Problem is, you get less then an hour runtime.

I want to scale down this hotwire, but I need a special bulb to do it.
WA makes a 1110 bulb that has identical specs to the 1111 but at half the wattage. So it should give you a good balance of runtime and output. It should be similar to what you are running now. 

I need to find a way to get me some more different bulbs.


----------



## rebelbayou (Dec 30, 2009)

Hi,

I have an old Mag 2C with a 4-cell Mag LED bulb that is running off of 6 alkaline AAA batteries with a new stock reflector and UCL glass lenses and it is bright with a very nice beam pattern. I have left it on for 30 minutes before and it didn't get hot or lose too much brightness. Is this a bad combination of parts or is there anything I should worry about? Granted, the 6 alkalines are not full 1.5 volts. Most are around 1.2-1.3. Thanks

Richard


----------



## Conte (Dec 30, 2009)

Hmm, that's a neat setup. First I've heard of cramming 6-AAA's in a 2C.

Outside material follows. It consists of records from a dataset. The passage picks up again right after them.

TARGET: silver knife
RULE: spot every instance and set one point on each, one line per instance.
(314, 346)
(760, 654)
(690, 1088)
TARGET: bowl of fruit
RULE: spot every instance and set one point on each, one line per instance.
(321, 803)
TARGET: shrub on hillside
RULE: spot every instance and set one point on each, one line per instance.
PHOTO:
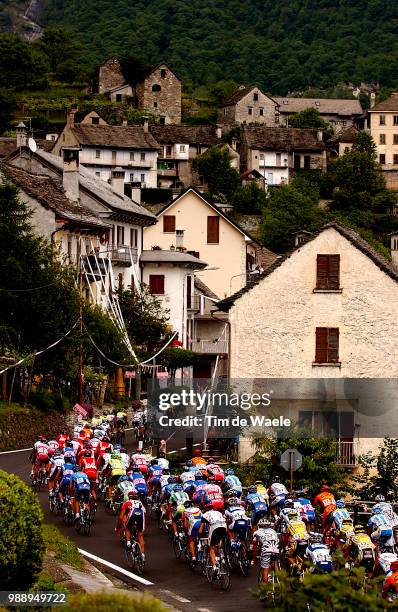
(21, 536)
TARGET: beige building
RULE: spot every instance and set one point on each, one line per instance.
(384, 131)
(193, 223)
(249, 105)
(278, 153)
(324, 311)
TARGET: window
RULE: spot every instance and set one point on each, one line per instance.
(328, 272)
(156, 284)
(133, 237)
(213, 230)
(169, 224)
(327, 345)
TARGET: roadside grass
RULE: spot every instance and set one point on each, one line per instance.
(65, 550)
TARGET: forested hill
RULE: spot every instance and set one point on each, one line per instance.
(285, 45)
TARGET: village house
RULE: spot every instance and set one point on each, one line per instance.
(158, 91)
(383, 118)
(341, 114)
(278, 153)
(249, 105)
(321, 316)
(192, 223)
(106, 147)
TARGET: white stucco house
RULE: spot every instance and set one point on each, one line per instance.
(324, 317)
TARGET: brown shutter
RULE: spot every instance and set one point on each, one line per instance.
(321, 345)
(156, 284)
(169, 223)
(333, 345)
(213, 230)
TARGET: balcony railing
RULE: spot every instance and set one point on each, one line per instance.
(347, 454)
(122, 254)
(210, 347)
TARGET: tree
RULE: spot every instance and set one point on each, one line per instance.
(311, 118)
(288, 210)
(21, 537)
(215, 167)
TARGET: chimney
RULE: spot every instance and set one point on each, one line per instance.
(70, 175)
(22, 135)
(394, 248)
(117, 180)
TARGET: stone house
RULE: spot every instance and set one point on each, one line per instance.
(341, 114)
(278, 153)
(105, 147)
(249, 105)
(158, 91)
(318, 325)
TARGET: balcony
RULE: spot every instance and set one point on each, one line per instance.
(122, 254)
(347, 454)
(209, 347)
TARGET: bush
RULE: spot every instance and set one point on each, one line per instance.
(21, 534)
(103, 602)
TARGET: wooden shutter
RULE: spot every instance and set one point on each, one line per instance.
(169, 223)
(213, 230)
(156, 284)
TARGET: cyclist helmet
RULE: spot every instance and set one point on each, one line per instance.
(316, 538)
(264, 523)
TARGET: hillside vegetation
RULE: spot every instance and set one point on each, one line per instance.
(283, 46)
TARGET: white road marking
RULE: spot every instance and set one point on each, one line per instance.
(176, 597)
(115, 567)
(20, 450)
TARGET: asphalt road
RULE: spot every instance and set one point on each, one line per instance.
(172, 579)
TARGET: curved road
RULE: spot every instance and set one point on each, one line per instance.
(172, 580)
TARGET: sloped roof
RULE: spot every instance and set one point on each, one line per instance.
(50, 194)
(185, 134)
(391, 104)
(327, 106)
(281, 139)
(352, 236)
(119, 136)
(99, 188)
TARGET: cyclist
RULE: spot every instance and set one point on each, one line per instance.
(79, 489)
(132, 518)
(318, 554)
(266, 543)
(217, 531)
(232, 482)
(256, 504)
(277, 495)
(325, 503)
(191, 518)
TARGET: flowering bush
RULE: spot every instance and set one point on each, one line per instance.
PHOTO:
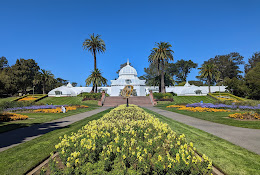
(12, 116)
(29, 98)
(196, 109)
(210, 105)
(33, 107)
(246, 115)
(128, 140)
(58, 109)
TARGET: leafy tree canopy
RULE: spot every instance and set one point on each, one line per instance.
(23, 73)
(252, 79)
(227, 65)
(3, 62)
(252, 62)
(181, 69)
(122, 65)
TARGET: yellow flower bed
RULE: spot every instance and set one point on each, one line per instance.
(28, 98)
(245, 115)
(12, 117)
(128, 140)
(175, 106)
(58, 109)
(196, 109)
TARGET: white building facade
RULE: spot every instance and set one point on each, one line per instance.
(128, 76)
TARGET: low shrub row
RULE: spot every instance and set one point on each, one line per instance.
(11, 117)
(245, 116)
(196, 109)
(163, 96)
(14, 104)
(128, 140)
(226, 97)
(91, 96)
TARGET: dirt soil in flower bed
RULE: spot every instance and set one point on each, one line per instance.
(44, 167)
(246, 119)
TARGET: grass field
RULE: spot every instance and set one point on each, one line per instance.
(186, 100)
(67, 101)
(231, 159)
(20, 159)
(37, 118)
(7, 99)
(218, 117)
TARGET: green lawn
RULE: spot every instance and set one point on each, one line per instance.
(231, 159)
(218, 117)
(67, 101)
(7, 99)
(22, 158)
(37, 118)
(186, 100)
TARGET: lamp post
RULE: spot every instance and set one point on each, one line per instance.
(33, 91)
(219, 80)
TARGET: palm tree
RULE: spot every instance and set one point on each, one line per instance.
(45, 77)
(96, 79)
(209, 72)
(161, 55)
(95, 45)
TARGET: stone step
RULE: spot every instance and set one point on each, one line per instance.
(140, 101)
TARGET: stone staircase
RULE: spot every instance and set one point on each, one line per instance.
(140, 101)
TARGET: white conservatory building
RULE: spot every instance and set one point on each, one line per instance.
(128, 76)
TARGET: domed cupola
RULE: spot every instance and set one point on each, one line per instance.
(128, 70)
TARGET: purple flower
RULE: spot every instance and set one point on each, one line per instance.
(210, 105)
(34, 107)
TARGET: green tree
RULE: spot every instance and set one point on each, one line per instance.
(209, 73)
(23, 72)
(46, 78)
(96, 78)
(252, 62)
(121, 66)
(74, 84)
(3, 63)
(94, 45)
(252, 79)
(181, 69)
(153, 79)
(236, 86)
(60, 82)
(160, 55)
(228, 65)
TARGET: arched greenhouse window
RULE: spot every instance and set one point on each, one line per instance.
(58, 92)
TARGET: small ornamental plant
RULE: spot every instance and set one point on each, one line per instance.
(28, 98)
(58, 109)
(196, 109)
(11, 116)
(128, 140)
(245, 116)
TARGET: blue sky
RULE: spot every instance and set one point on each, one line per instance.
(52, 32)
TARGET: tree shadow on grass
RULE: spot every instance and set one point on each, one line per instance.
(17, 136)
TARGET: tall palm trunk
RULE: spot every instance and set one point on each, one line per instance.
(95, 59)
(158, 68)
(93, 87)
(209, 84)
(96, 88)
(162, 79)
(95, 67)
(43, 88)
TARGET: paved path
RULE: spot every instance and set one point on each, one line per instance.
(244, 137)
(21, 135)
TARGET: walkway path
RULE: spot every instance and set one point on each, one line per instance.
(21, 135)
(244, 137)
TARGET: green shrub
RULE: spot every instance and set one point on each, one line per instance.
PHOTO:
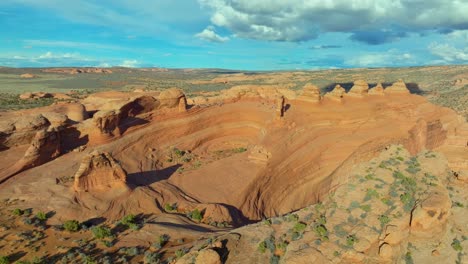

Once again if it works it works. If you can run it for a half hour without any problems you should be fine. Heck, I'm not even sure you need a UCL lens for that, but I'm sure it'll be more scratch resistant improving the quality of output. 

The MagLED should be able to take the mild overdrive, and alkaline batteries aren't known to be dangerous. Just don't leave them in the light if you don't plan using it for a long period of time. 

Sounds like your good to go, but if you upgrade it in the future with a much higher end led system, you'd likely need a different power source.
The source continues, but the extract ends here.